The Wenphil rule imposes a fine on an employer who is found to have dismissed an
employee for cause without prior notice. This has been found to be ineffective in deterring
employer violations of the notice requirement. Thus the present ruling of the Court is that
the dismissal of the employee is merely ineffectual, not void.
The decision in this case, providing for the payment of full backwages for failure of an
employer to give notice, seeks to vindicate the employee's right to notice before he is
dismissed or laid off, while recognizing the right of the employer to dismiss for any of the
just causes. The remedy is to order the payment to the employee of full backwages from
the time of his dismissal until the court finds that the dismissal was for a just cause. But,
otherwise, his dismissal must be upheld and he should not be reinstated. This is because his
dismissal is ineffectual.
The court responds to the arguments of Justice Puno - that the denial of due process makes
the decision a nullity; and Justice Panganiban - quoting from a statement in People vs Bocar
that "[w]here the denial of the fundamental right of due process is apparent, a decision
rendered in disregard of that right is void for lack of jurisdiction." The denial of due process
by the State does not apply to this case as founded on the following reasons.

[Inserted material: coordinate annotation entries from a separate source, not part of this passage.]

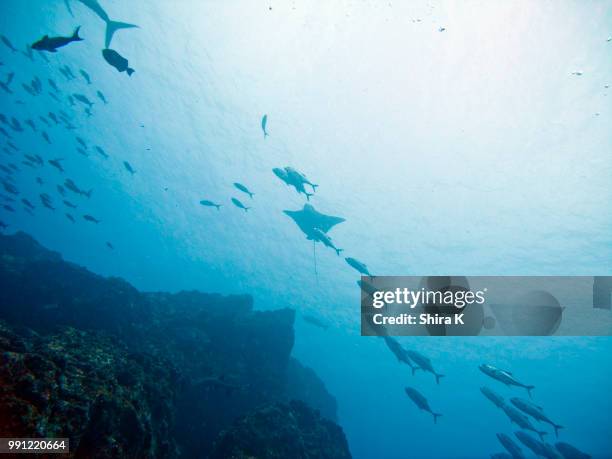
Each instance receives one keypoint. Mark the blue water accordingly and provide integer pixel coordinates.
(475, 150)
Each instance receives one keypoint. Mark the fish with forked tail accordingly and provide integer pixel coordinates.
(243, 188)
(111, 26)
(89, 218)
(535, 411)
(420, 401)
(51, 44)
(504, 377)
(238, 204)
(117, 60)
(264, 124)
(207, 203)
(359, 266)
(128, 167)
(511, 446)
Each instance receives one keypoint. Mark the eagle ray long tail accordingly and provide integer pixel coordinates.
(314, 256)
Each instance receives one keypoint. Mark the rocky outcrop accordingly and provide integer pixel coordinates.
(84, 386)
(98, 361)
(280, 431)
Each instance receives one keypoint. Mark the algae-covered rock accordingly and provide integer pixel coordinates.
(130, 374)
(71, 384)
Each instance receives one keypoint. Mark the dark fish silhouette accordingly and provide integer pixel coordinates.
(53, 84)
(264, 124)
(359, 266)
(111, 26)
(128, 167)
(69, 183)
(4, 133)
(293, 178)
(238, 204)
(10, 188)
(65, 70)
(89, 218)
(101, 151)
(504, 377)
(51, 44)
(312, 320)
(5, 85)
(534, 445)
(28, 89)
(83, 99)
(85, 76)
(27, 203)
(28, 53)
(46, 201)
(207, 203)
(535, 411)
(493, 396)
(8, 43)
(117, 60)
(56, 163)
(309, 218)
(31, 124)
(319, 236)
(400, 353)
(243, 188)
(510, 446)
(101, 97)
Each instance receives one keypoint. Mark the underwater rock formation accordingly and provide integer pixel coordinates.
(282, 431)
(94, 359)
(87, 387)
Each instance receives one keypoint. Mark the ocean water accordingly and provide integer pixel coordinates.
(480, 149)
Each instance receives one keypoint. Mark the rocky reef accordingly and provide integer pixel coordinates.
(129, 374)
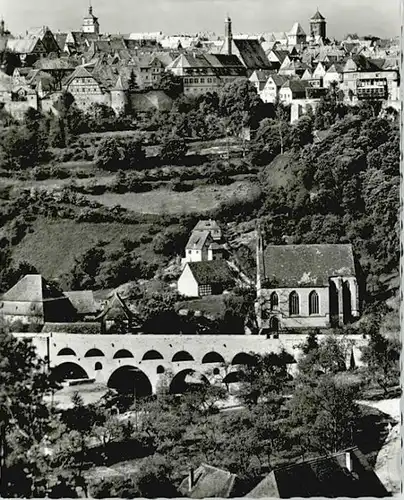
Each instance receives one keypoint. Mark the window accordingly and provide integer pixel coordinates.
(293, 303)
(274, 301)
(313, 303)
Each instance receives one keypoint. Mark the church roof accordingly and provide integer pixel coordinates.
(318, 17)
(307, 265)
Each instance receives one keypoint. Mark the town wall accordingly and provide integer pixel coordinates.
(197, 346)
(150, 100)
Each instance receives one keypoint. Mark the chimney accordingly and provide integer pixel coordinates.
(348, 461)
(191, 479)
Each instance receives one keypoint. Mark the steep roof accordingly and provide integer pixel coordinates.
(296, 30)
(198, 239)
(211, 272)
(317, 17)
(210, 482)
(207, 225)
(83, 301)
(32, 288)
(25, 45)
(307, 265)
(324, 476)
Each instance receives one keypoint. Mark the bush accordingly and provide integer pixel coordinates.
(173, 151)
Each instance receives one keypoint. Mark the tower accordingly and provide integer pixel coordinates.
(228, 36)
(90, 22)
(119, 100)
(318, 26)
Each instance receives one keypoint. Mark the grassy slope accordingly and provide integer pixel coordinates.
(160, 201)
(52, 246)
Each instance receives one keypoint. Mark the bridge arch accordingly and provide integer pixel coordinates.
(69, 371)
(187, 380)
(130, 380)
(123, 353)
(66, 351)
(212, 357)
(182, 356)
(152, 354)
(94, 353)
(242, 358)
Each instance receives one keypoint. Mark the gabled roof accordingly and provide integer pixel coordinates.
(317, 17)
(25, 45)
(207, 225)
(297, 30)
(251, 53)
(198, 240)
(278, 80)
(307, 265)
(83, 301)
(211, 272)
(33, 288)
(323, 477)
(210, 482)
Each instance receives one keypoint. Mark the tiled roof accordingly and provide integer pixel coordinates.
(317, 17)
(210, 482)
(297, 30)
(322, 477)
(32, 288)
(198, 240)
(24, 45)
(207, 225)
(83, 301)
(307, 265)
(211, 272)
(251, 54)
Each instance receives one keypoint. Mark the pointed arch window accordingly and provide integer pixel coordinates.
(294, 306)
(314, 306)
(274, 301)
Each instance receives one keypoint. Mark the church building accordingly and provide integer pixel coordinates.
(305, 286)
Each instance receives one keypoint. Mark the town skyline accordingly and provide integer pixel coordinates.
(190, 16)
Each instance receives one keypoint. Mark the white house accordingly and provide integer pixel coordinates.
(205, 278)
(272, 87)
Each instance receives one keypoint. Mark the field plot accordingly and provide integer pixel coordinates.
(53, 246)
(160, 201)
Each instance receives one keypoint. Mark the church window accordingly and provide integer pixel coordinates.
(313, 303)
(294, 303)
(274, 300)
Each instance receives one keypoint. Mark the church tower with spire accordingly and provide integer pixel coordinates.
(228, 36)
(90, 22)
(318, 26)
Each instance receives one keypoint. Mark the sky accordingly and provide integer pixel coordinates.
(376, 17)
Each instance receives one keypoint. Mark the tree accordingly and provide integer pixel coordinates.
(109, 154)
(24, 417)
(323, 412)
(134, 154)
(265, 379)
(382, 358)
(86, 269)
(173, 151)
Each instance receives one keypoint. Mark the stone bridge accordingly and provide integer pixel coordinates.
(138, 363)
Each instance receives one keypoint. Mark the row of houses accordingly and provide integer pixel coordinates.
(105, 69)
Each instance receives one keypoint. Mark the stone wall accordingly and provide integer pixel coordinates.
(197, 346)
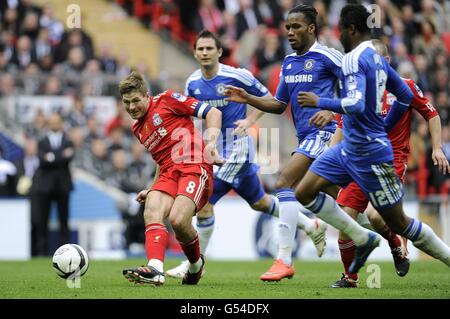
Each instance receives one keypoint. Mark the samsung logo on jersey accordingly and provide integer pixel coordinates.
(217, 103)
(298, 78)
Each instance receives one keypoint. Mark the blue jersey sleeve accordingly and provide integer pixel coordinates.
(282, 93)
(403, 94)
(256, 88)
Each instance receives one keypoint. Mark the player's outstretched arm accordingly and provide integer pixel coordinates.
(265, 103)
(438, 156)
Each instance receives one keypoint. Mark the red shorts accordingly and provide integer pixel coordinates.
(352, 196)
(193, 181)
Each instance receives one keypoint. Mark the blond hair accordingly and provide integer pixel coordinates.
(133, 82)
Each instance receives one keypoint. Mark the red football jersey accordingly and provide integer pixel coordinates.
(168, 132)
(401, 132)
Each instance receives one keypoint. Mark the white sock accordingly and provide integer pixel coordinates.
(424, 238)
(195, 267)
(303, 221)
(325, 207)
(157, 264)
(205, 228)
(285, 243)
(274, 207)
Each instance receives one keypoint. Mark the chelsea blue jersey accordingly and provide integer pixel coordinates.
(317, 71)
(212, 92)
(366, 75)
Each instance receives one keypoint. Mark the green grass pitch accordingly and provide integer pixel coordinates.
(222, 280)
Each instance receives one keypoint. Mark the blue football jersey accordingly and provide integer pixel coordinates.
(212, 92)
(317, 71)
(366, 75)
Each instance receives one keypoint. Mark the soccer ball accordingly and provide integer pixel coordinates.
(70, 259)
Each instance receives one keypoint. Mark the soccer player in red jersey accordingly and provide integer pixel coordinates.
(184, 180)
(355, 202)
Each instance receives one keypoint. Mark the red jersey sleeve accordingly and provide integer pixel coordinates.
(183, 105)
(420, 103)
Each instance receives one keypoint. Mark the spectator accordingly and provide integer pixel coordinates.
(98, 164)
(52, 182)
(210, 16)
(8, 177)
(24, 53)
(54, 26)
(27, 167)
(247, 18)
(272, 51)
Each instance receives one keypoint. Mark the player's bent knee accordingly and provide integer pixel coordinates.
(205, 212)
(283, 182)
(178, 222)
(262, 204)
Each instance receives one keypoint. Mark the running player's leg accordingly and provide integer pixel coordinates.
(420, 234)
(194, 190)
(329, 169)
(205, 217)
(205, 226)
(353, 201)
(396, 242)
(251, 189)
(157, 207)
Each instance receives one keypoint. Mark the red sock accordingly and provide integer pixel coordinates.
(391, 237)
(191, 249)
(347, 248)
(156, 239)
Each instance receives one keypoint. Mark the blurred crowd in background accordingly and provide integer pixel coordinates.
(38, 56)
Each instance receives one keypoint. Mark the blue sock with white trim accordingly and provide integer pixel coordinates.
(287, 225)
(425, 239)
(205, 228)
(274, 207)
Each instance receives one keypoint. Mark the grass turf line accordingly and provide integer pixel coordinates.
(222, 280)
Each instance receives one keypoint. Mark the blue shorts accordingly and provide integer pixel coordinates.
(249, 189)
(314, 144)
(377, 178)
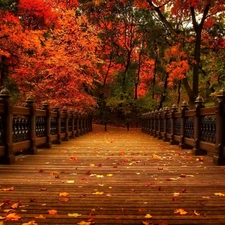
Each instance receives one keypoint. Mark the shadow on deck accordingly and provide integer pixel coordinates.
(113, 177)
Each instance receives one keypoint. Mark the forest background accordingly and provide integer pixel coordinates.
(117, 58)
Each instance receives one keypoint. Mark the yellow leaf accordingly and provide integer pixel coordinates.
(197, 214)
(219, 194)
(12, 216)
(40, 217)
(52, 212)
(180, 211)
(8, 189)
(30, 223)
(154, 156)
(84, 223)
(148, 216)
(98, 193)
(74, 214)
(63, 199)
(99, 176)
(70, 181)
(63, 194)
(15, 205)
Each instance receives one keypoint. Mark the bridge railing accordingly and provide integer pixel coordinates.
(23, 129)
(202, 129)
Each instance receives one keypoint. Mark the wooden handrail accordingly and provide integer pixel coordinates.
(23, 129)
(202, 129)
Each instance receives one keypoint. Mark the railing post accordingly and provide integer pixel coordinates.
(78, 124)
(159, 122)
(32, 120)
(173, 110)
(154, 114)
(197, 126)
(7, 121)
(147, 122)
(219, 157)
(184, 108)
(58, 130)
(45, 106)
(85, 123)
(72, 123)
(166, 111)
(64, 111)
(152, 122)
(90, 122)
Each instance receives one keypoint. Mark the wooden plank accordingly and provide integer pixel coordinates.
(17, 147)
(114, 177)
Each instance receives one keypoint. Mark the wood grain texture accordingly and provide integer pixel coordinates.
(114, 177)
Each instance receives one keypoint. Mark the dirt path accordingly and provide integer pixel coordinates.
(113, 177)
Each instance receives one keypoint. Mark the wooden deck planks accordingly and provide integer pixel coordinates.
(114, 177)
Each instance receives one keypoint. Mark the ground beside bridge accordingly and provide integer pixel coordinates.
(113, 177)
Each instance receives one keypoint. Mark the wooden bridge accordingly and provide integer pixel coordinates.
(113, 177)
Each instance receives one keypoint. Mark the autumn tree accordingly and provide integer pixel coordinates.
(188, 22)
(50, 52)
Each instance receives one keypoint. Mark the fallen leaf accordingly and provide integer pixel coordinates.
(195, 213)
(15, 205)
(98, 193)
(206, 197)
(148, 216)
(219, 194)
(145, 223)
(84, 223)
(43, 189)
(73, 214)
(40, 217)
(154, 156)
(173, 178)
(110, 175)
(63, 194)
(30, 223)
(12, 216)
(63, 199)
(70, 181)
(180, 211)
(8, 189)
(52, 212)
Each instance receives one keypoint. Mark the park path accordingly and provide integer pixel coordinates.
(113, 177)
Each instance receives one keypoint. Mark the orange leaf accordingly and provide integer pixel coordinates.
(63, 199)
(12, 216)
(63, 194)
(30, 223)
(84, 223)
(15, 205)
(52, 212)
(180, 211)
(40, 217)
(8, 189)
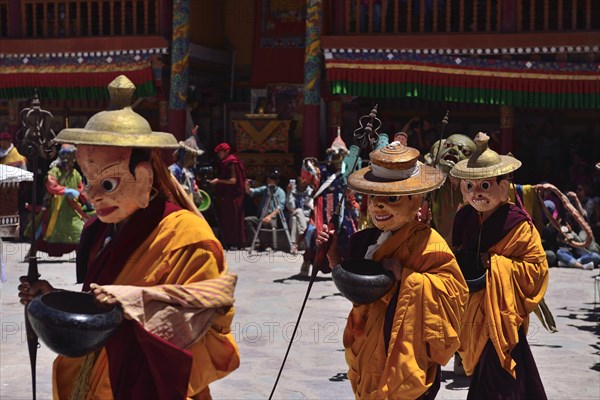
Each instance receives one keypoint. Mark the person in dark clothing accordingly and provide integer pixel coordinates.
(230, 185)
(501, 255)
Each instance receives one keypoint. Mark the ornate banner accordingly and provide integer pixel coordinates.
(76, 77)
(262, 135)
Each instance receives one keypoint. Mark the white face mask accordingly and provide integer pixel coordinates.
(109, 185)
(390, 213)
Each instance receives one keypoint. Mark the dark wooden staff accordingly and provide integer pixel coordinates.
(365, 136)
(35, 141)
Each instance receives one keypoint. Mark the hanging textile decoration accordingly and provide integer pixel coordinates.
(77, 77)
(395, 74)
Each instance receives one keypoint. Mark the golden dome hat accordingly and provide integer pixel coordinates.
(118, 126)
(395, 170)
(484, 162)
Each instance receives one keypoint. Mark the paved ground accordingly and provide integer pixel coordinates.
(269, 295)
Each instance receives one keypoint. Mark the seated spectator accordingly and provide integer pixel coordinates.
(567, 255)
(583, 202)
(300, 205)
(272, 203)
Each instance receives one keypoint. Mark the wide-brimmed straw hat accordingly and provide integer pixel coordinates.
(118, 126)
(484, 162)
(395, 170)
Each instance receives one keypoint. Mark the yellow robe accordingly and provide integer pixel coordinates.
(515, 283)
(182, 249)
(425, 325)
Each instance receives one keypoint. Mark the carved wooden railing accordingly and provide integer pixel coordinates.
(76, 18)
(469, 16)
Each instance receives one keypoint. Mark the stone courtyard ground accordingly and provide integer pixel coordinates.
(268, 299)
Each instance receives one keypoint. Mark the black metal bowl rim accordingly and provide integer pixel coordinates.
(113, 310)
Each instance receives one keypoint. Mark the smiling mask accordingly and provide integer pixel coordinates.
(109, 185)
(390, 213)
(479, 184)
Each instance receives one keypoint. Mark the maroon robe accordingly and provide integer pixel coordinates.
(141, 364)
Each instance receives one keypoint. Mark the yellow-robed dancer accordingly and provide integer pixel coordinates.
(395, 345)
(501, 255)
(151, 252)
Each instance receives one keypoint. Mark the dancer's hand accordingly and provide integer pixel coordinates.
(333, 255)
(393, 265)
(103, 298)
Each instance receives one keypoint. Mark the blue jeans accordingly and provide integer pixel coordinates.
(565, 255)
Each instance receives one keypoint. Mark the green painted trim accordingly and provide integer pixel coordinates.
(467, 95)
(70, 93)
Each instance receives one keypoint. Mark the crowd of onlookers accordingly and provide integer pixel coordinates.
(548, 156)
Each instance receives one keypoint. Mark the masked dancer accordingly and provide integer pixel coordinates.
(394, 346)
(150, 252)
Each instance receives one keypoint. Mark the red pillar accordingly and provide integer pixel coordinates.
(312, 79)
(507, 113)
(14, 19)
(507, 131)
(311, 144)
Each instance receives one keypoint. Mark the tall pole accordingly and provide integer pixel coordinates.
(35, 141)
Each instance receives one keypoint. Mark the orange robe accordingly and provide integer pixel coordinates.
(426, 321)
(181, 250)
(515, 283)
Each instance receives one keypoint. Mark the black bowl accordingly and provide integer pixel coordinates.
(71, 323)
(362, 281)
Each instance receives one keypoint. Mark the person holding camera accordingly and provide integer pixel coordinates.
(300, 205)
(272, 202)
(230, 188)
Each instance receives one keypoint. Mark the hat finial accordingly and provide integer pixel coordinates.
(121, 91)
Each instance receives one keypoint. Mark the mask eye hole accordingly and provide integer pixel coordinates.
(110, 184)
(486, 185)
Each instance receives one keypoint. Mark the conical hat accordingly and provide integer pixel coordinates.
(395, 170)
(484, 162)
(118, 126)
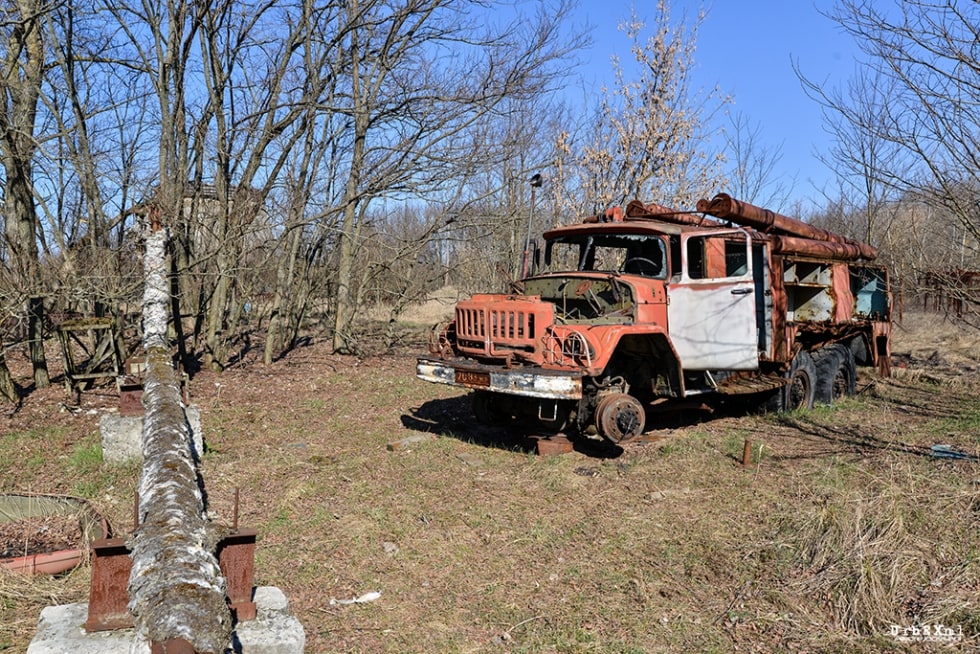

Violation by the employer of the notice requirement cannot be considered a denial of
due process resulting in the nullity of the employees dismissal or layoff. The Due
Process Clause of the Constitution is a limitation on governmental powers. It does not
apply to the exercise of private power.
Notice and hearing are required under the Due Process Clause before the power of
organized society are brought to bear upon the individual. The purpose of the 30 day
notice is to give him time to prepare for the eventual loss of his job and the DOLE an
opportunity to determine whether economic causes do exist justifying the
termination of his employment.
The employer cannot really be expected to be entirely an impartial judge of his own
cause.
Thus the Court held, with respect to Art. 283 of the Labor Code, the employers failure to
comply with the notice requirement does not constitute a denial of due process but a mere

failure to observe a procedure for the termination of employment which makes the
termination of employment merely ineffectual.
Ruling:
The resolution of the National Labor Relations Commission is MODIFIED by ordering private
respondent Isetann Department Store, Inc. to pay petitioner separation pay equivalent to
one (1) month pay for every year of service, his unpaid salary, and his proportionate 13th
month pay and, in addition, full backwages from the time his employment was terminated
on October 11, 1991 up to the time the decision herein becomes final. For this purpose, this
case is REMANDED to the Labor Arbiter for computation of the separation pay, backwages,
and other monetary awards to petitioner.